The goal here is not perfection or finding the mythical perfect workplace where nothing ever goes wrong.

The goal is informed consent. Eyes open, expectations calibrated and strong boundaries intact from day one. You know what you’re walking into and you’ve decided the tradeoff is worth it for specific reasons that make sense to you.

This is the work I wish I’d understood earlier in my career.

I learned it by stepping on every landmine myself, by staying too long in situations that damaged me, by meeting brilliant leaders and deeply unskilled ones and seeing the full spectrum of what’s possible out there without some sort of external standard or leadership licence.

Companies manage narratives because that’s what companies do but it is their people that live the reality. The gap between those two things is where harm happens, quietly and consistently, to people who were taught they were supposed to just tough it out because it’s “better the devil you know”.

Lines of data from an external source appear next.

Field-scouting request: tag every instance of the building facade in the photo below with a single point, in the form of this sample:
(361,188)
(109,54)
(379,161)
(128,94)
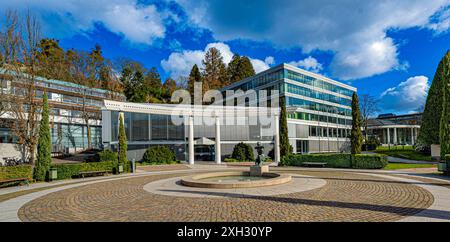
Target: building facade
(68,102)
(192,132)
(391,129)
(319,109)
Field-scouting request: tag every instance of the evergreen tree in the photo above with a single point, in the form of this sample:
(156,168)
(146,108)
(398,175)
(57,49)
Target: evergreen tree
(44,158)
(444,122)
(247,69)
(356,134)
(214,72)
(233,69)
(153,86)
(285,147)
(122,144)
(169,86)
(429,129)
(239,68)
(194,76)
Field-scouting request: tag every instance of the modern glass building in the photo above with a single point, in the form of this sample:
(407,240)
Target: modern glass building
(319,109)
(197,134)
(67,101)
(392,129)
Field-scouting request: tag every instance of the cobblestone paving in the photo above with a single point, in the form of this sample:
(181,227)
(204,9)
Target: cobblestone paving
(345,197)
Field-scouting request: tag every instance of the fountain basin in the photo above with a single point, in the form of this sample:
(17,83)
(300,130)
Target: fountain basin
(234,179)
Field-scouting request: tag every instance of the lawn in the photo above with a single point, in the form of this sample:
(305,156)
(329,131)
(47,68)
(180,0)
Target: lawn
(397,166)
(405,152)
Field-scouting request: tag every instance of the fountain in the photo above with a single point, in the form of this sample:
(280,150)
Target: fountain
(258,176)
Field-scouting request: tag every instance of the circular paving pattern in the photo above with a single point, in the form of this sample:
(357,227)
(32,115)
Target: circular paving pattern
(344,197)
(172,187)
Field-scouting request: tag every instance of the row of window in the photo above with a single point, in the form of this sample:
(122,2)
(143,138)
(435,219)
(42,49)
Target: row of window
(89,91)
(316,131)
(317,83)
(261,80)
(144,127)
(318,95)
(291,101)
(319,118)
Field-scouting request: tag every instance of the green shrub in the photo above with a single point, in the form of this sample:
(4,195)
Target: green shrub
(230,160)
(15,172)
(105,155)
(332,160)
(67,171)
(338,160)
(159,155)
(243,152)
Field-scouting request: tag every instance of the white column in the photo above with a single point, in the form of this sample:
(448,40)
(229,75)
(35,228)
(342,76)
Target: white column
(218,152)
(395,136)
(277,139)
(191,140)
(389,136)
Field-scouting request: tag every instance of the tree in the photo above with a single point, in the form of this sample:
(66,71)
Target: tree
(122,143)
(194,76)
(153,86)
(132,79)
(444,134)
(239,68)
(356,134)
(243,152)
(44,158)
(369,106)
(169,86)
(246,68)
(19,46)
(82,73)
(429,129)
(51,59)
(214,71)
(285,147)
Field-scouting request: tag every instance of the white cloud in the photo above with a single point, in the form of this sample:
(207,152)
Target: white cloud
(270,60)
(137,23)
(309,64)
(180,63)
(355,31)
(407,96)
(440,22)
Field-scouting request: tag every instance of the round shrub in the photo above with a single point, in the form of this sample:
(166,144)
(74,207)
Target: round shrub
(243,152)
(159,155)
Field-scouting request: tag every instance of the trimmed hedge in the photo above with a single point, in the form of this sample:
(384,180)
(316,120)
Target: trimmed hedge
(15,172)
(359,161)
(159,155)
(105,155)
(67,171)
(363,161)
(243,152)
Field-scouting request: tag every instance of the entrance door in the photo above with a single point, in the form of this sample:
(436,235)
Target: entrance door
(204,153)
(302,147)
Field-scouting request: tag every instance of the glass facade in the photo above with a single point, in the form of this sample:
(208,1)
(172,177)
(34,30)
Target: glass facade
(321,99)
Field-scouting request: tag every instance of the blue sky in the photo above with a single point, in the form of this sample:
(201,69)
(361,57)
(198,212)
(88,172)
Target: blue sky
(389,49)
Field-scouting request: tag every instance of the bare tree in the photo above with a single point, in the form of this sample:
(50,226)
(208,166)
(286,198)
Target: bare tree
(19,44)
(369,106)
(82,72)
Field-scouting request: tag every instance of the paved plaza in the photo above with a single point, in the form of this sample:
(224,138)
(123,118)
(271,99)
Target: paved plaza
(312,195)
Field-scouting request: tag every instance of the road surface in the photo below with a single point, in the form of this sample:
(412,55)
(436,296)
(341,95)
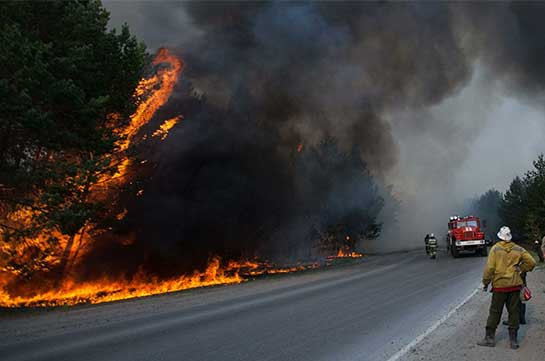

If leaders and organisations refuse to do better, we share information instead. We compare notes. We protect each other as best we can. We make the invisible visible. That’s what a Career Big Sis does anyway - not because I have all the answers but because I’ve made enough mistakes to know which questions really matter.

If there are other parts of the corporate landscape that you want me to ungatekeep, DM me.

Nothing changes when everyone stays quiet and too many people are suffering in silence because they think it’s just them or that they’re “not cut out for this”.

Life is too short, your nervous system matters and your career is not a prison sentence.